De algún modo Alejandro Amenábar nos cuenta la Guerra Civil narrándonos sólo su inicio. Y, era de esperar, ha levantado ampollas en un sector de este país que considera que hay que enterrar el pasado, aunque se dejen la piel defendiendo a capa y espada sus tradiciones medievales. La extrema derecha intentó boicotear la película en su estreno en Valencia, quizás porque la historia que cuenta les retrata, por más que es muy evidente que el director se ha esforzado, percibo que conscientemente, por mostrar una visión ideológicamente ecuánime y objetiva de los hechos narrados; pero ya sabemos que para ciertos ámbitos ser demócrata es ser rojo, y contar la verdad es ser de izquierda radical y marxista.

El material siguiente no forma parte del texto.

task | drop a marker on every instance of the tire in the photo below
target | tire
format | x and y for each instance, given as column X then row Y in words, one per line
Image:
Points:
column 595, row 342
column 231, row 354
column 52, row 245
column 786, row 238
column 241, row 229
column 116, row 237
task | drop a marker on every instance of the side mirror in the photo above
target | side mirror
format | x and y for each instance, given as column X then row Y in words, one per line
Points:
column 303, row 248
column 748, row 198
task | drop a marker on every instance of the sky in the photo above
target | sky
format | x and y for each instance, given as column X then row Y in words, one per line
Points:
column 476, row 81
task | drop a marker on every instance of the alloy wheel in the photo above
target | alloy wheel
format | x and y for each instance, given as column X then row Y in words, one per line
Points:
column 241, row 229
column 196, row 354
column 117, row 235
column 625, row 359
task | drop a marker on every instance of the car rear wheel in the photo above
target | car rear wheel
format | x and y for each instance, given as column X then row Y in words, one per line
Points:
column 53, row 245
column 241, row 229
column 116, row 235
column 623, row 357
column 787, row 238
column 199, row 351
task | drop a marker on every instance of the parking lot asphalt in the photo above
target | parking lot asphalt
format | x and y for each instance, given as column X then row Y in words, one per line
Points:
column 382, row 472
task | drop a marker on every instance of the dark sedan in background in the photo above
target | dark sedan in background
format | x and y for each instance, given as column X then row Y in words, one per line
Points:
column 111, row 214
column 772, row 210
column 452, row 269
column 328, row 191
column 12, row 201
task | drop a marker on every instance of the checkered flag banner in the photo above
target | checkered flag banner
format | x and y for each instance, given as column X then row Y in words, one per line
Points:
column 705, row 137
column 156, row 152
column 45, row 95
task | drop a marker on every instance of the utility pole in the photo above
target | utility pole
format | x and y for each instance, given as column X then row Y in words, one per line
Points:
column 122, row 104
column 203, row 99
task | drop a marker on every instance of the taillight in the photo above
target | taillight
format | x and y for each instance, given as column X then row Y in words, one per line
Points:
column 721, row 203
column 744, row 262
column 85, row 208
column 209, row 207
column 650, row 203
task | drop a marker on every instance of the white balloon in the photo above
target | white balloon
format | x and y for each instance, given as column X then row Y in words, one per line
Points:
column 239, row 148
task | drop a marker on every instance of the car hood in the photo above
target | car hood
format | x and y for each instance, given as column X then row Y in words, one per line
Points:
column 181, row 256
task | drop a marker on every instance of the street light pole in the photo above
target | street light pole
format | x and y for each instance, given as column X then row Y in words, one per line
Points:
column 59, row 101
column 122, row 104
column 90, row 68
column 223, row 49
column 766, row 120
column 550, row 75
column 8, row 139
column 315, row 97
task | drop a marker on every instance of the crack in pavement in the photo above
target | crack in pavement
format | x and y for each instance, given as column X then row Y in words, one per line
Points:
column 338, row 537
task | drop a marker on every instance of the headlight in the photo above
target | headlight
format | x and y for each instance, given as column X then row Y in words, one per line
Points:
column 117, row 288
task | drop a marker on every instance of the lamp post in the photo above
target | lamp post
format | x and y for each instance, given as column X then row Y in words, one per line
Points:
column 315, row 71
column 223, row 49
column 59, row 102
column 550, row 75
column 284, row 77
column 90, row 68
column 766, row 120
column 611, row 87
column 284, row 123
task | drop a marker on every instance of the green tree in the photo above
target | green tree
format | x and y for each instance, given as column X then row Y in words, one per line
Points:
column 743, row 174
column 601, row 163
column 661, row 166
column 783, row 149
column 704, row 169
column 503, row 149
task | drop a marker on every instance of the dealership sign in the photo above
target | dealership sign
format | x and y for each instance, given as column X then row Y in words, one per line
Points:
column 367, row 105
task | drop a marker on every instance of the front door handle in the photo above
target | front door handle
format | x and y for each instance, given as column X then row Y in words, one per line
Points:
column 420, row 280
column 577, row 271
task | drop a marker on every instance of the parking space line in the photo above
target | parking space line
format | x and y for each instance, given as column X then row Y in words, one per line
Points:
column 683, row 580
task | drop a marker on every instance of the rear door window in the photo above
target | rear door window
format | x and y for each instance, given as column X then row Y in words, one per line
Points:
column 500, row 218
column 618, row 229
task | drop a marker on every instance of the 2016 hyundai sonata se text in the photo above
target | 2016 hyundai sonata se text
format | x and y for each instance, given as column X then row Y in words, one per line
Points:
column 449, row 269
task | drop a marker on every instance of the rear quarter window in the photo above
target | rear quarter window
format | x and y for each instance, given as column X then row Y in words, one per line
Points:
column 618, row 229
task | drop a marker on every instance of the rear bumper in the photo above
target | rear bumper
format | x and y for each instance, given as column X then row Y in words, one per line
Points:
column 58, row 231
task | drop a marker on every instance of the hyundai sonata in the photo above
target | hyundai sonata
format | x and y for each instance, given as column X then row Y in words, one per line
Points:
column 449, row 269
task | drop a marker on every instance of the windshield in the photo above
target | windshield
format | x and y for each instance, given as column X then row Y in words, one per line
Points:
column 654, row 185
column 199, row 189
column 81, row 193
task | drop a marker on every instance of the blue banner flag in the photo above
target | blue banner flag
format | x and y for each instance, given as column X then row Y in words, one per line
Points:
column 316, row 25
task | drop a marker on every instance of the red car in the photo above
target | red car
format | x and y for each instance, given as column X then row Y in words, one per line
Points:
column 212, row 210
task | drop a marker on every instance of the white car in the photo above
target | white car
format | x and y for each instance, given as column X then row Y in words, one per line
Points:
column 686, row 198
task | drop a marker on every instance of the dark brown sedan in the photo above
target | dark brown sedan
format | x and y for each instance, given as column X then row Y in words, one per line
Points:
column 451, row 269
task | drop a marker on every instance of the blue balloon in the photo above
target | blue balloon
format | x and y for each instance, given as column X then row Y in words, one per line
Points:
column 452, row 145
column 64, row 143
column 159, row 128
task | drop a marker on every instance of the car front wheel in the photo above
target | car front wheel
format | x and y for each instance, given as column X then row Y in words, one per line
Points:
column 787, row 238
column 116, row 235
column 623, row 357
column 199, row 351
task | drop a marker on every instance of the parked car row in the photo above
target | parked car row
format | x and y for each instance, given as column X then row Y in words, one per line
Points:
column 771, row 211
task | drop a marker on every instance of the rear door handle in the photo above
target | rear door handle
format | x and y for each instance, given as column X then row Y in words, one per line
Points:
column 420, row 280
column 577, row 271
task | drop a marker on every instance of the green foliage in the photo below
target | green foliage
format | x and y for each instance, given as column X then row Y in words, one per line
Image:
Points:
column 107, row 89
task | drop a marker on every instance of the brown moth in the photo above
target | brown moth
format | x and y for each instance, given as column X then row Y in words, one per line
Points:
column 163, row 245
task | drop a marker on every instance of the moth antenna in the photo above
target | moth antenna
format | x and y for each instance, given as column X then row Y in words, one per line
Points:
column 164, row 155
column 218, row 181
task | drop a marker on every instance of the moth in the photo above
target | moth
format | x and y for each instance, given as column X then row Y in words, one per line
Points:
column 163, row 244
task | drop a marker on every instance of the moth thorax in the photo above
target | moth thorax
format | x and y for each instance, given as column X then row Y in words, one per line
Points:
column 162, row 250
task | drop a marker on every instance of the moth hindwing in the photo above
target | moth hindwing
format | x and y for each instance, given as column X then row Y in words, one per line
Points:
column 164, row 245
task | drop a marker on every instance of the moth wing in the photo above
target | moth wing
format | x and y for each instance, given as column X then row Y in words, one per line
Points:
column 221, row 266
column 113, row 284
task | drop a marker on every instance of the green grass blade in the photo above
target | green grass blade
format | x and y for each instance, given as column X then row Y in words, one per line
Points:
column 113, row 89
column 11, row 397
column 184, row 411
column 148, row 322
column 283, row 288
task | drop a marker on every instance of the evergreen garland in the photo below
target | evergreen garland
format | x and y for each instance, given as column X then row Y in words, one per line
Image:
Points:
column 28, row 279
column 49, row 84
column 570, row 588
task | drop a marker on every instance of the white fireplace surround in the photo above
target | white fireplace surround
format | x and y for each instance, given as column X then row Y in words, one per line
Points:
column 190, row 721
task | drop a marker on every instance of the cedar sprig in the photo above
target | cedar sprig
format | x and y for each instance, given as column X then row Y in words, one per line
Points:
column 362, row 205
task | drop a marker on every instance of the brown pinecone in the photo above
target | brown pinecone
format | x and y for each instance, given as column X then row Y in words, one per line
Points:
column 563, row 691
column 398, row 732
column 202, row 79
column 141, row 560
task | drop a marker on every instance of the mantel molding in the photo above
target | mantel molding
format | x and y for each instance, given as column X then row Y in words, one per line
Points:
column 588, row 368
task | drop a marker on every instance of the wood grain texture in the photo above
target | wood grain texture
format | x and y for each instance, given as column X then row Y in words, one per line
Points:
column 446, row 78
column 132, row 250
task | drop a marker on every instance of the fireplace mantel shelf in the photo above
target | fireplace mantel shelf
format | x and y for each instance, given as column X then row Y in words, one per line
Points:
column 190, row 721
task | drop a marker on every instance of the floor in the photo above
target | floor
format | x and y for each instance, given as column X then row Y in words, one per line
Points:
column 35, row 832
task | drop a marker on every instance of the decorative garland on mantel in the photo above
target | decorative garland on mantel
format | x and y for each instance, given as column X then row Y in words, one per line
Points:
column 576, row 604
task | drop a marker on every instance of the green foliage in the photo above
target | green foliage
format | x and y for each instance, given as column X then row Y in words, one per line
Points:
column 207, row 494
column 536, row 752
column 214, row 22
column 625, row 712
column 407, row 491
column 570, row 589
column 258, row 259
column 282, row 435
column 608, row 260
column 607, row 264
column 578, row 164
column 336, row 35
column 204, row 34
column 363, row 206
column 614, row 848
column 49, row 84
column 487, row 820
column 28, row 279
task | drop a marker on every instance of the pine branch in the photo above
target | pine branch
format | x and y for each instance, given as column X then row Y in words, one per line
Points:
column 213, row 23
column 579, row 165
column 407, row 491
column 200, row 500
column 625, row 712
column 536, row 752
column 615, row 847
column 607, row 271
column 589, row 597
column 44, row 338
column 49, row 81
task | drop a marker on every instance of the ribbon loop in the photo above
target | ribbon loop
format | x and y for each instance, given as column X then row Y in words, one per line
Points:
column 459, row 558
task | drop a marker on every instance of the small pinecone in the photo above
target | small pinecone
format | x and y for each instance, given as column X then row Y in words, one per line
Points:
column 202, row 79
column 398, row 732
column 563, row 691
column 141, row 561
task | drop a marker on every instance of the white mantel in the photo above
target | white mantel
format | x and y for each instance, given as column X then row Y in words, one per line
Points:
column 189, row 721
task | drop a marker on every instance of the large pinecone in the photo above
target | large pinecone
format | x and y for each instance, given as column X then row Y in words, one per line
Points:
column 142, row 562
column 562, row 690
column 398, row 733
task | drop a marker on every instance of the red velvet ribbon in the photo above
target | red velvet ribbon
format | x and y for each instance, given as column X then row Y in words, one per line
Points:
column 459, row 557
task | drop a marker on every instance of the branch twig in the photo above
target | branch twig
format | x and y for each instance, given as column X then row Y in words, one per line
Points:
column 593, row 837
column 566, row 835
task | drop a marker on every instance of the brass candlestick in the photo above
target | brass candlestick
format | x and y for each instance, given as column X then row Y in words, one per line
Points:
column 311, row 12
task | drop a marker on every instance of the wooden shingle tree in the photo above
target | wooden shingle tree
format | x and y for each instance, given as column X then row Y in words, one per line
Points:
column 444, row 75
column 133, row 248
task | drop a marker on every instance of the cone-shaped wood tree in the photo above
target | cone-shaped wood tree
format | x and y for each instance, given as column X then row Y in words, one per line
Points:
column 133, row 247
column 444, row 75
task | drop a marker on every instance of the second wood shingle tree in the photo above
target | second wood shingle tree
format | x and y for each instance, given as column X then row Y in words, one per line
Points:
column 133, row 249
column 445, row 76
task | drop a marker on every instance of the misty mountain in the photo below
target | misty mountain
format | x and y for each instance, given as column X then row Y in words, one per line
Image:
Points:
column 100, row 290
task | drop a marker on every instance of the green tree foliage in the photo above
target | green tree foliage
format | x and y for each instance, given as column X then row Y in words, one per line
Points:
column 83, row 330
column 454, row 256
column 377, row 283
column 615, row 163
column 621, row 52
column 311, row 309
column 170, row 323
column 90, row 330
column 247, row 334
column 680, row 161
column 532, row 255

En cualquier caso, Amenábar ha construido otra obra maestra con un significado muy especial para los españoles, y una delicia para los que amamos a Unamuno, y una pequeña joya para la posteridad. Nos ha regalado un modo más de percibir cuánto puede destruir la intolerancia y el pensamiento único, y nos ha dejado un poco más de ganas de sentirnos comprometidos, en estos tiempos no tan distintos a aquéllos, contra el fanatismo y la violencia, y a favor siempre de la concordia y de la razón; y sobre todo de la paz. Aunque no olvidemos que, como argumentaba el filósofo Karl Popper, defender la tolerancia conlleva necesariamente reivindicar el derecho de no tolerar a los intolerantes.